S2:驅動訊號 S2: drive signal

S110~S140:步驟 S110~S140: Steps

SDC:比制震能 SDC: Than the shock energy

S t :抗拉強度 S t : Tensile strength

SP1:間隔 SP1: Interval

T1:厚度 T1: thickness

W1:寬度 W1: width

ω:工作頻率 ω : operating frequency

ω n :系統自然共振頻率 ω n : natural resonance frequency of the system

ω n.B :最佳系統自然共振頻率 ω nB : best system natural resonance frequency

第1圖繪示依照本揭露一實施例之夾持系統的俯視圖。 FIG. 1 illustrates a top view of a clamping system according to an embodiment of the present disclosure.

第2圖係繪示第1圖之夾持系統100的夾持控制方法的流程圖。 FIG. 2 is a flowchart illustrating the clamping control method of the clamping system 100 of FIG. 1.

第3圖繪示第1圖之第一抵接件形變與第二抵接件形變的示意圖。 FIG. 3 is a schematic diagram illustrating the deformation of the first abutting member and the deformation of the second abutting member of FIG. 1.

第4圖繪示應用本揭露實施例之夾持系統的切削位置與系統自然共振頻率的關係圖。 FIG. 4 is a graph showing the relationship between the cutting position of the clamping system and the natural resonance frequency of the system using the disclosed embodiment.

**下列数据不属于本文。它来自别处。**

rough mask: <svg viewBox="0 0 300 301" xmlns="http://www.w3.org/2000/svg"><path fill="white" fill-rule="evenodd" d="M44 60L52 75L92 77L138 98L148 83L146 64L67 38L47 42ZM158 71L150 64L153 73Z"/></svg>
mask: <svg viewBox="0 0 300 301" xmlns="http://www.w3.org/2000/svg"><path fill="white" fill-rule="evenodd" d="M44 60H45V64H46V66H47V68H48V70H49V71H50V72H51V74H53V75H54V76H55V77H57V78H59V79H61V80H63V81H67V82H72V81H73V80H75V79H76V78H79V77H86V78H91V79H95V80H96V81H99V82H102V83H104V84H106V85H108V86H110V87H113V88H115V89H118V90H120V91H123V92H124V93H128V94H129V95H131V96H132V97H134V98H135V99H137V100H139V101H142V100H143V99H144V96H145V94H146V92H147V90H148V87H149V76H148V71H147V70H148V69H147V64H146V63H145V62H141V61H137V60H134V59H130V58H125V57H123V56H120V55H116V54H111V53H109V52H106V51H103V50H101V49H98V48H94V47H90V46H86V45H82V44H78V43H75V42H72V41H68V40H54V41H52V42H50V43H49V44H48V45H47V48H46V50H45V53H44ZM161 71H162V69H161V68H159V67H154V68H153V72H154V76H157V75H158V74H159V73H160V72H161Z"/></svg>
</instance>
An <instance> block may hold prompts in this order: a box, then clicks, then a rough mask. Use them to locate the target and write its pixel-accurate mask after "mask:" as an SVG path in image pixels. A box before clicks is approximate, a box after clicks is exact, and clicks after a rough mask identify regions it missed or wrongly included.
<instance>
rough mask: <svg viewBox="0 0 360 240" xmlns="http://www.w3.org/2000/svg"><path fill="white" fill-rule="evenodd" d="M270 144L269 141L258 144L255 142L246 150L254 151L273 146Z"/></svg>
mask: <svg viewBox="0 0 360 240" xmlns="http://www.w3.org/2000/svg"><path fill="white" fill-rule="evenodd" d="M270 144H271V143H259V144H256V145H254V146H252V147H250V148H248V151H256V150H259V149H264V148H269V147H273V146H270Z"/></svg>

第5圖繪示第1圖之夾持裝置的示意圖。 FIG. 5 is a schematic diagram of the clamping device of FIG. 1.

第6圖繪示第1圖之夾持裝置的俯視圖。 FIG. 6 is a top view of the clamping device of FIG. 1.

第7圖繪示依照本揭露另一實施例之夾持裝置的俯視圖。 FIG. 7 shows a top view of a clamping device according to another embodiment of the present disclosure.

第8圖繪示依照本揭露另一實施例之夾持裝置的俯視圖。 FIG. 8 shows a top view of a clamping device according to another embodiment of the present disclosure.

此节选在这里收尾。